Re: Strange results from Nvidia compiler: vasp 6.4.2

Posted: Mon Sep 25, 2023 8:36 am
by merzuk.kaltak
Dear Sergey,

please provide us some input and output files (preferably for a small system).
We would like to reproduce your problem.
Also, please let us know which libraries (and versions) you use to compile and link vasp to.
If possible, please upload also the makefile.include used.

Re: Strange results from Nvidia compiler: vasp 6.4.2

Posted: Tue Oct 03, 2023 6:57 pm
by sergey_lisenkov1
Good evening,

I apologize for the late reply.

Please find attached the set of input files and makefile.include I used. The test file is not small, but it really takes 5 minutes to get this error.
I used lapack/blas/scalapack as shipped with Nvidia SDK set, and FFTW-3.3.10.

Re: Strange results from Nvidia compiler: vasp 6.4.2

Posted: Wed Oct 04, 2023 9:36 am
by merzuk.kaltak
Dear Sergey,

Please upload the input files including OUTCAR of the successful run as well.

Re: Strange results from Nvidia compiler: vasp 6.4.2

Posted: Mon Oct 09, 2023 12:43 pm
by merzuk.kaltak
Dear Sergey,

inspecting your makefile.include I found a few points that might be responsible for the issue.
You set a global -O2 optimization flag with following

Code: Select all

OFLAG       = -O2 -fast -Mcache_align
The recommended makefile.include for nvhpc typically have only a

Code: Select all

OFLAG = -fast
If possible, please use the latter.

Furthermore, it seems you have compiled your own scalapack with

Code: Select all

# BLAS (mandatory)
BLAS        = -lblas

# LAPACK (mandatory)
LAPACK      = -llapack

# scaLAPACK (mandatory)
SCALAPACK   =  -L$(HOME)/arch/nvhpc/scalapack-2.2.0-spectrum_mpi/lib/ -lscalapack -llapack  -lblas
We usually recommend to use the scalapack shipped with the hpc_sdk suite.

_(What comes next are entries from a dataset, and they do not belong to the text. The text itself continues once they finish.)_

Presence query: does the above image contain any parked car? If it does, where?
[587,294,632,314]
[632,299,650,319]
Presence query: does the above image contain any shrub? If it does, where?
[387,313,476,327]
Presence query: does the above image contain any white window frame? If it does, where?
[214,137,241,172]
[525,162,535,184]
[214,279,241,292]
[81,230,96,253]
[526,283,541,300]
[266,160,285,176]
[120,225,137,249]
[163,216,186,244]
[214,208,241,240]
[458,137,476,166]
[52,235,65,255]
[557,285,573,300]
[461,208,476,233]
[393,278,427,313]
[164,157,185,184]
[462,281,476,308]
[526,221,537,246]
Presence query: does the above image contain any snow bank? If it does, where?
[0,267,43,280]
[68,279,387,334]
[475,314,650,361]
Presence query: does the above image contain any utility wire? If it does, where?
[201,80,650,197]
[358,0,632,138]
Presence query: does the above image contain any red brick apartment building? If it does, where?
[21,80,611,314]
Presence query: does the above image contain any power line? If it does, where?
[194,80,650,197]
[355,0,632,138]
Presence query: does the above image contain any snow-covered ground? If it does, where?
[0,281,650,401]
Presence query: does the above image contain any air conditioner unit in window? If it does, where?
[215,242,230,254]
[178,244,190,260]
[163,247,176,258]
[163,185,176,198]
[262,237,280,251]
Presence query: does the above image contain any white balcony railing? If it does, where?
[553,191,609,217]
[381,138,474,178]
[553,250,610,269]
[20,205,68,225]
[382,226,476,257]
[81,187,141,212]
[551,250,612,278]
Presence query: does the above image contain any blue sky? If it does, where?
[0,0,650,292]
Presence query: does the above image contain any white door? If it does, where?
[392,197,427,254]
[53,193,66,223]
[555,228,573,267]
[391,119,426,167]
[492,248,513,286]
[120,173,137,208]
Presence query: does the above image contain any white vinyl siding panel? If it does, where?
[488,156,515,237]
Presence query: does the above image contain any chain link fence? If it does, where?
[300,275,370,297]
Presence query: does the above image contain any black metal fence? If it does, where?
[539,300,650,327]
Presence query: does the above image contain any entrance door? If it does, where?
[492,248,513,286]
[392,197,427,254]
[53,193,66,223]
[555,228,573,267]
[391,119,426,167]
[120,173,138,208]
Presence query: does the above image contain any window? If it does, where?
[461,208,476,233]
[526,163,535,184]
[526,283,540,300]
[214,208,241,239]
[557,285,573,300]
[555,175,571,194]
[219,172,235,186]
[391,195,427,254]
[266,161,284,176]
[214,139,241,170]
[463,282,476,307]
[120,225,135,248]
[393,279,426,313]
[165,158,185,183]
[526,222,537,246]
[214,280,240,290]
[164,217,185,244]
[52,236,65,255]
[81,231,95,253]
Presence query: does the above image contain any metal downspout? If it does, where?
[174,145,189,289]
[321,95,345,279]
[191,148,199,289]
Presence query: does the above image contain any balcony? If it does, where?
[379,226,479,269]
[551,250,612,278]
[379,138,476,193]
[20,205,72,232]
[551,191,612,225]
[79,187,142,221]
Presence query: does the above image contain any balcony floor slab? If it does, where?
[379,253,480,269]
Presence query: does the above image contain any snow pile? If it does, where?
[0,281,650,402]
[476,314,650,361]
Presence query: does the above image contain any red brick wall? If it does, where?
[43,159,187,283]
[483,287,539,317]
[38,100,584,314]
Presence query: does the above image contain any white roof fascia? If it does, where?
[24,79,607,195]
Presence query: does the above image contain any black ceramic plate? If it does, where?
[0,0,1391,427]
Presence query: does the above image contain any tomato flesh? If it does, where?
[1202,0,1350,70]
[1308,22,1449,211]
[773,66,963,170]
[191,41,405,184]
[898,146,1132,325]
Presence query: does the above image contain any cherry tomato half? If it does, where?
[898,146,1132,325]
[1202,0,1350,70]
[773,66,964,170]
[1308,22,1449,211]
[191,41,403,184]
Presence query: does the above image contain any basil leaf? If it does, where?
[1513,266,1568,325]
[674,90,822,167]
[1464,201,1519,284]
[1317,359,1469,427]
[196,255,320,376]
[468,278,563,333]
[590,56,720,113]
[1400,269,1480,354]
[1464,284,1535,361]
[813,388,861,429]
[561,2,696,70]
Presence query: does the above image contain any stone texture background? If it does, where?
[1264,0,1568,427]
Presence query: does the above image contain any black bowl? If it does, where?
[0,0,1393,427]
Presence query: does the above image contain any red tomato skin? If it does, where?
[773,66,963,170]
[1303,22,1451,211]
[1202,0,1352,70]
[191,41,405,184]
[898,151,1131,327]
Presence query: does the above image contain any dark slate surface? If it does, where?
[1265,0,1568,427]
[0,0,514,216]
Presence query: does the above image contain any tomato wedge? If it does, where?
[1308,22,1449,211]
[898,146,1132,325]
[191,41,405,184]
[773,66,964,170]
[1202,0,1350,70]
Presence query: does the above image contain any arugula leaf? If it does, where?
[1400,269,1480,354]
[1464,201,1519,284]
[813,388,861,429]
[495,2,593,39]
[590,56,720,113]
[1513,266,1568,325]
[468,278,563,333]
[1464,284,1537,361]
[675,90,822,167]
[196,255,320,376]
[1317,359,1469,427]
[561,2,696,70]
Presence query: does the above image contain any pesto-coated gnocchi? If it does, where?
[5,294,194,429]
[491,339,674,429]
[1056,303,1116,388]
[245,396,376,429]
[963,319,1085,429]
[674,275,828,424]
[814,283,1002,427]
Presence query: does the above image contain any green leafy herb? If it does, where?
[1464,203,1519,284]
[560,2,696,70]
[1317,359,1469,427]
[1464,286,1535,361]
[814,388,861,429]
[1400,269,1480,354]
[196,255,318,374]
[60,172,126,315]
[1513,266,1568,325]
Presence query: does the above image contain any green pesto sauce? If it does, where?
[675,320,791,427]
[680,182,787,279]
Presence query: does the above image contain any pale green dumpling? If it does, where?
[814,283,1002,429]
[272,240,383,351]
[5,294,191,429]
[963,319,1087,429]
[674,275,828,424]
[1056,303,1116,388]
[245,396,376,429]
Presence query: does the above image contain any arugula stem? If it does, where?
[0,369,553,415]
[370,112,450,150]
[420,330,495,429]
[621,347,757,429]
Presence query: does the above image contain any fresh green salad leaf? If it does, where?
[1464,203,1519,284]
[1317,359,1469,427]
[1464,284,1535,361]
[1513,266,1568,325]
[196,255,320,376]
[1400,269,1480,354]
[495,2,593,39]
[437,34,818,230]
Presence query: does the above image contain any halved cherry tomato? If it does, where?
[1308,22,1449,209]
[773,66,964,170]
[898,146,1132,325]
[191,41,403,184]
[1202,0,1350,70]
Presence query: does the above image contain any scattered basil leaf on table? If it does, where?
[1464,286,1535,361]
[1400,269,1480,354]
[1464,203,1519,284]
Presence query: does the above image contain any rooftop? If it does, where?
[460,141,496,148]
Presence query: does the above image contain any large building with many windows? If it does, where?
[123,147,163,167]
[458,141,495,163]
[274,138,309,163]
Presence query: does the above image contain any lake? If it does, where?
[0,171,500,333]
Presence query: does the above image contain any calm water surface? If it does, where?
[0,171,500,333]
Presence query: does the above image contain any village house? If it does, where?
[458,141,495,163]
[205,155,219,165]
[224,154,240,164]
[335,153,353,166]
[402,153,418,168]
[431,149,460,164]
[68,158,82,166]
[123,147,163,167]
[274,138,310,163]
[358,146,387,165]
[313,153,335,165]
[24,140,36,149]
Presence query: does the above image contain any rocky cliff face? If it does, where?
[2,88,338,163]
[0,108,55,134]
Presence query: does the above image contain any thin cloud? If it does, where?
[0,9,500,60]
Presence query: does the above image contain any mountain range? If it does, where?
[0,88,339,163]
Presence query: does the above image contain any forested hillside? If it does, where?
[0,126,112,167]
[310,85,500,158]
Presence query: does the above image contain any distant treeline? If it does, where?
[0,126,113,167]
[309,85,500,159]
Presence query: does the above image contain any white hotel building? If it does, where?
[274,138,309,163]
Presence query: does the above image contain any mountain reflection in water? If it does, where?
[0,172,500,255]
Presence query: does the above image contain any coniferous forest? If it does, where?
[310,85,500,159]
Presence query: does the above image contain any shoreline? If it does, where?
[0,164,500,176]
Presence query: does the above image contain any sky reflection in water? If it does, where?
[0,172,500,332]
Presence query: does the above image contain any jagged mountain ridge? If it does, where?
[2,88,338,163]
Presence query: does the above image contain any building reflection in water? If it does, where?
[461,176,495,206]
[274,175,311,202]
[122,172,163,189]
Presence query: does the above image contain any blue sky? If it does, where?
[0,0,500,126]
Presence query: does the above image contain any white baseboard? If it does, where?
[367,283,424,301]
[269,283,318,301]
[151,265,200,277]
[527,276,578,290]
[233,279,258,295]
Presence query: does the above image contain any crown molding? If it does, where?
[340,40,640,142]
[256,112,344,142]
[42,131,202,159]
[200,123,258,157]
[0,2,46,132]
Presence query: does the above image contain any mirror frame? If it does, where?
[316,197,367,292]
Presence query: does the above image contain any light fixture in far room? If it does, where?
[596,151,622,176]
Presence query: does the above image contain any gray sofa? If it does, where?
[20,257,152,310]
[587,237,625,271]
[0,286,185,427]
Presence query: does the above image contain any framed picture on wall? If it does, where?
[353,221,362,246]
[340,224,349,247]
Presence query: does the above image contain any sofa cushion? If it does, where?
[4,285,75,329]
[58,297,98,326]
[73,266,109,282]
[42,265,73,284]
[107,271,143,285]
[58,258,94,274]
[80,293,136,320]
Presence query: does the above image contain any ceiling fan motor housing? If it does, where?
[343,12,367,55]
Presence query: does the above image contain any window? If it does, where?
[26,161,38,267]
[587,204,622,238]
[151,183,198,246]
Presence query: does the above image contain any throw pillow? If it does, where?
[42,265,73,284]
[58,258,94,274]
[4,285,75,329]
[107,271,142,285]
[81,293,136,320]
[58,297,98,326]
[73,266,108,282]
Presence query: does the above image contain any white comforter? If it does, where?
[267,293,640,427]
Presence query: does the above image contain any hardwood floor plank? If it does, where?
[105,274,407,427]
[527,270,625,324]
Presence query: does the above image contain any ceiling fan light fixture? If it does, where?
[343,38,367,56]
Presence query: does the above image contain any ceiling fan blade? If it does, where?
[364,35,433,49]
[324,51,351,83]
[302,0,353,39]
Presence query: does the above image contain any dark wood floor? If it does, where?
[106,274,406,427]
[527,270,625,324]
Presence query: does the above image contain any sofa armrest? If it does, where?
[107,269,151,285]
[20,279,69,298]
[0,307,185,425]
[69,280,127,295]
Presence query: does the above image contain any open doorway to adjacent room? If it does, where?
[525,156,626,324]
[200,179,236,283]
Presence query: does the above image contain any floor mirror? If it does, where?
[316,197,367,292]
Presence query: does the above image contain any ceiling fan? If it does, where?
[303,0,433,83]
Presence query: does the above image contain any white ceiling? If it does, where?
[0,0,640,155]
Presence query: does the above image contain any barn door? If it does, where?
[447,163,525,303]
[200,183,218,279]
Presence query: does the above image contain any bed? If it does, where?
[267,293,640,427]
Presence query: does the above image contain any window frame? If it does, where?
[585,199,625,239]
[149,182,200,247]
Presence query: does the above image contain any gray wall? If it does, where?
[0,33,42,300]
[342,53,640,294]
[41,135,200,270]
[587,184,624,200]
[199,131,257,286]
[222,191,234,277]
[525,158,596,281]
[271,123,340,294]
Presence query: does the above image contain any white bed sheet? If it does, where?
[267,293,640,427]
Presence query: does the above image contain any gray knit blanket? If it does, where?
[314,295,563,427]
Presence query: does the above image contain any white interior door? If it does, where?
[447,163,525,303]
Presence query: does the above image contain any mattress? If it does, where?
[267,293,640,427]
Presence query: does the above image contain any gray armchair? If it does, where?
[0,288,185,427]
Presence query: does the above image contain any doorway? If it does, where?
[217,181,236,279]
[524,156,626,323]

Last but not least and maybe most important.
It seems you compiled fftw with hpc_sdk and link your vasp executable to this library with

Code: Select all

# FFTW (mandatory)
FFTW_ROOT  ?= $(HOME)/arch/nvhpc/fftw-3.3.10-nv23.7/
If this is correct, then please try compiling fftw with gcc and link vasp to it.

Re: Strange results from Nvidia compiler: vasp 6.4.2

Posted: Tue Oct 10, 2023 12:32 pm
by sergey_lisenkov1
Here is a good output: vasp compiled with GNU-11.2.1 and OpenMPI, OpenBLAS and FFTW compiled with gnu.

Re: Strange results from Nvidia compiler: vasp 6.4.2

Posted: Tue Oct 10, 2023 1:43 pm
by sergey_lisenkov1
I think you are correct in your suggestion: it was caused by nvidia compiled FFTW. If I use GNU compiled FFTW, this error disappeared.

Thanks for your help!

Sergey